Allein die Ankündigung Draghis beendete das Chaos an den Finanzmärkten. Wohlgemerkt, nur die Ankündigung. Denn das Programm ist bis heute nicht zum Einsatz gekommen. Die Richter in Karlsruhe wie auch Bundesbanker, Politiker und Mainstream-Ökonomen geißeln also etwas, dass bisher nur in der Theorie existiert. Die Justiz, die zur Ökonomie selten etwas Vernünftiges zu sagen hat, lässt aber immerhin die in den Medien unterschlagene Möglichkeit offen, das bestehende Vertragswerk der EU entsprechend zu ändern.

Eigentlich geht es um die Frage, ob ein regelkonformes Nichtstun dem vorzuziehen ist, was vernünftig war, als die Politik jämmerlich versagte. Die Regierungen wollten den Euro retten, taten aber nichts und trieben die Währungszone mit unbedarften Äußerungen an den Rand eines Kollapses. Draghi musste reagieren und die Politik akzeptierte das auch, weil sie ganz genau um die brisante Lage wusste, dies aber öffentlich nicht zugeben wollte.

Doch die Luft, die der EZB-Chef den Regierungen verschaffte, nutzten diese nicht für eine ehrliche Analyse der Krise, sondern für ein absurdes Diktat. Kredite nur gegen Auflagen oder anders ausgedrückt, Hilfen nur gegen die Bereitschaft zum wirtschaftlichen Selbstmord. Inzwischen steht der Euro nicht mehr für Wohlstand, sondern für wachsende Armut. Im Süden Europas übersteigt die Arbeitslosigkeit jedes nur erträgliche Maß. Die Wirtschaft schrumpft und die Deflation ist längst Realität. Im Norden hält die Selbsttäuschung weiter an. Haushaltskonsolidierung und Sparpolitik, das ist das Modell, dem sich alle anschließen sollen.

Deflationsgefahr wird systematisch unterschätzt

Das OMT-Programm der EZB kritisierten die Wahrnehmungsgestörten aus Deutschland vor allem mit der Furcht vor einer galoppierenden Inflation. Das Gegenteil ist seit 2012 der Fall. Die Preisstabilität ist nicht durch Inflation, sondern durch Deflation in Gefahr. Diese wird hierzulande aber weiterhin unterschätzt, da sich Verbraucher über fallende Preise doch freuen müssen. Aus Sicht der meisten Deutschen sei es eben viel gefährlicher, wenn die EZB direkte Staatenfinanzierung betreiben und die Schulden der einzelnen auf alle in der Eurozone übertragen würde.
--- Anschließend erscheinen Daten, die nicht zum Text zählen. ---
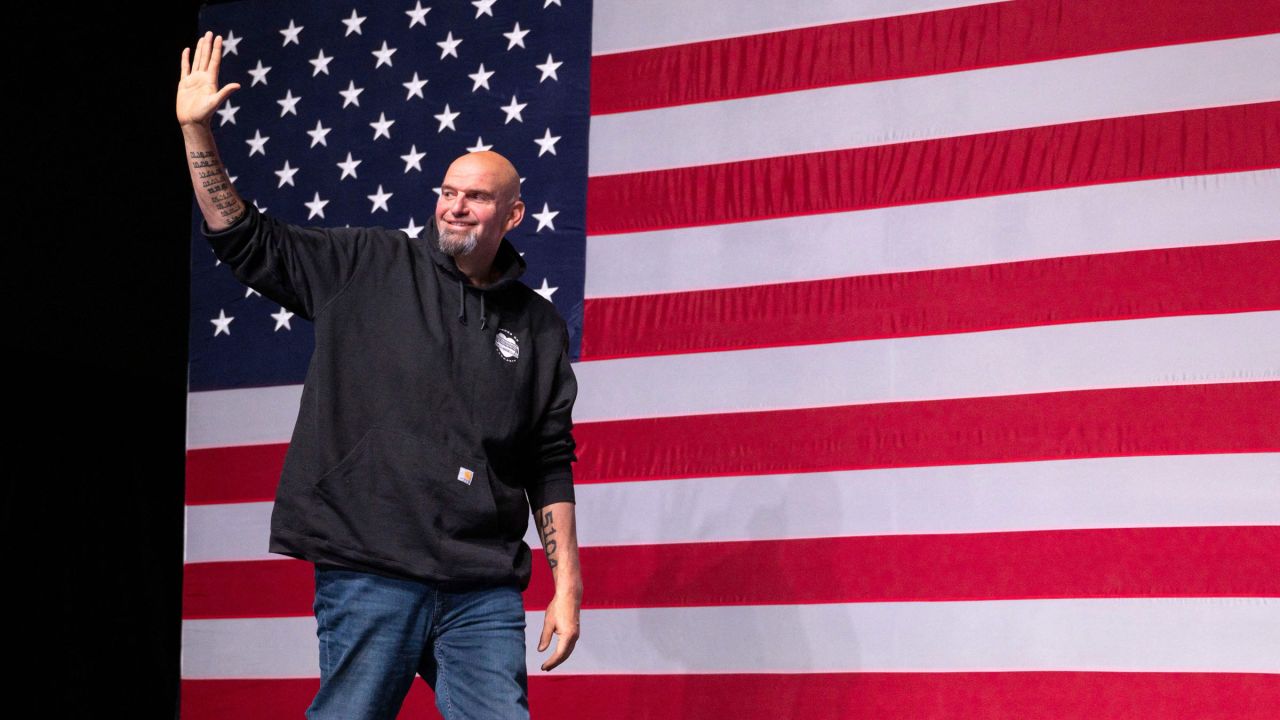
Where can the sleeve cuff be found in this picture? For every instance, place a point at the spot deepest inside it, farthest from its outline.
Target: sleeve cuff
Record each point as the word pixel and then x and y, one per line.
pixel 240 222
pixel 553 487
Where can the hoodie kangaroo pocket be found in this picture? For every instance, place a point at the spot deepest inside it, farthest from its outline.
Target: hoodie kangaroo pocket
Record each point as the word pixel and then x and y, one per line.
pixel 406 499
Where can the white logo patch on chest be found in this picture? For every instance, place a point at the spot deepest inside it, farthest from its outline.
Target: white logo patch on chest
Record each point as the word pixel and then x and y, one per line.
pixel 507 345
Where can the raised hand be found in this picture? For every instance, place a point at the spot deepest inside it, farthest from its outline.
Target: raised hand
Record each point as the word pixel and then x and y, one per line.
pixel 199 94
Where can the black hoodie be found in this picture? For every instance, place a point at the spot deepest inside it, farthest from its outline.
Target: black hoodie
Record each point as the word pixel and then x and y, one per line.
pixel 430 409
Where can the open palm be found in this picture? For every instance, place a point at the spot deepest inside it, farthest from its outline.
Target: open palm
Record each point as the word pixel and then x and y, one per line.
pixel 197 86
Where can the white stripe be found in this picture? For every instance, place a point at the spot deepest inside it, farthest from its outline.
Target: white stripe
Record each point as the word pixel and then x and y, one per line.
pixel 627 24
pixel 1142 634
pixel 1162 491
pixel 1152 351
pixel 1134 82
pixel 231 531
pixel 1029 226
pixel 256 415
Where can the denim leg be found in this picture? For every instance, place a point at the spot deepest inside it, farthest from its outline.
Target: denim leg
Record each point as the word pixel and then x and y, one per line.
pixel 371 633
pixel 478 659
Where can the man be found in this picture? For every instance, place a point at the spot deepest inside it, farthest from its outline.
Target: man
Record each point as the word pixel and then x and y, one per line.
pixel 438 400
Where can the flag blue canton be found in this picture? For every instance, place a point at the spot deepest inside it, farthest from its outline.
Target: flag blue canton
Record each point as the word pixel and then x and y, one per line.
pixel 351 115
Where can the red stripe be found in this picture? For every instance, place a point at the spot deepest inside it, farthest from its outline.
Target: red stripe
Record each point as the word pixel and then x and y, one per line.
pixel 814 696
pixel 1216 140
pixel 1048 425
pixel 1233 561
pixel 942 41
pixel 246 473
pixel 1148 283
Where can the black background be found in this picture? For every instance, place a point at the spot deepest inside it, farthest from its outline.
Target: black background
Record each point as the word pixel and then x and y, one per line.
pixel 95 343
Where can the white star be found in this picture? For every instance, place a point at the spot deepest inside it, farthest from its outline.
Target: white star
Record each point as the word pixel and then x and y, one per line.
pixel 318 136
pixel 513 110
pixel 316 206
pixel 291 33
pixel 447 118
pixel 231 44
pixel 282 319
pixel 379 199
pixel 286 174
pixel 414 229
pixel 351 95
pixel 414 159
pixel 227 113
pixel 415 86
pixel 222 323
pixel 515 37
pixel 449 46
pixel 353 23
pixel 545 291
pixel 320 63
pixel 257 144
pixel 481 78
pixel 384 55
pixel 417 14
pixel 259 74
pixel 382 127
pixel 547 144
pixel 544 218
pixel 348 167
pixel 288 103
pixel 549 68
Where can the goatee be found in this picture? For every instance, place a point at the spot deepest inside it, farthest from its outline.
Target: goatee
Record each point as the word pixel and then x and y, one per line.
pixel 453 242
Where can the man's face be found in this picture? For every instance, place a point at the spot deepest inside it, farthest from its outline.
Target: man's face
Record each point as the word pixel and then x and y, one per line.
pixel 478 205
Die Wirtschaftsredaktionen bagatellisieren deshalb die Deflationsgefahr und begrüßen das Stillhalten der EZB, die auf eine weitere Zinssenkung in der vergangenen Woche verzichtet hat. Dass die Zentralbank angesichts der desolaten Wirtschaftspolitik in der Eurozone ihr Pulver längst verschossen haben könnte, kommt den Redakteuren indes nicht in den Sinn. Sie sehen sicherlich noch etwas anderes. Eine niedrige Inflationsrate hilft nämlich dabei, die relative Wettbewerbsposition der Eurozone gegenüber dem Rest der Welt zu verbessern. Und nichts anderes hat die Mutti als Ziel ihrer Kanzlerschaft bekanntlich ausgegeben.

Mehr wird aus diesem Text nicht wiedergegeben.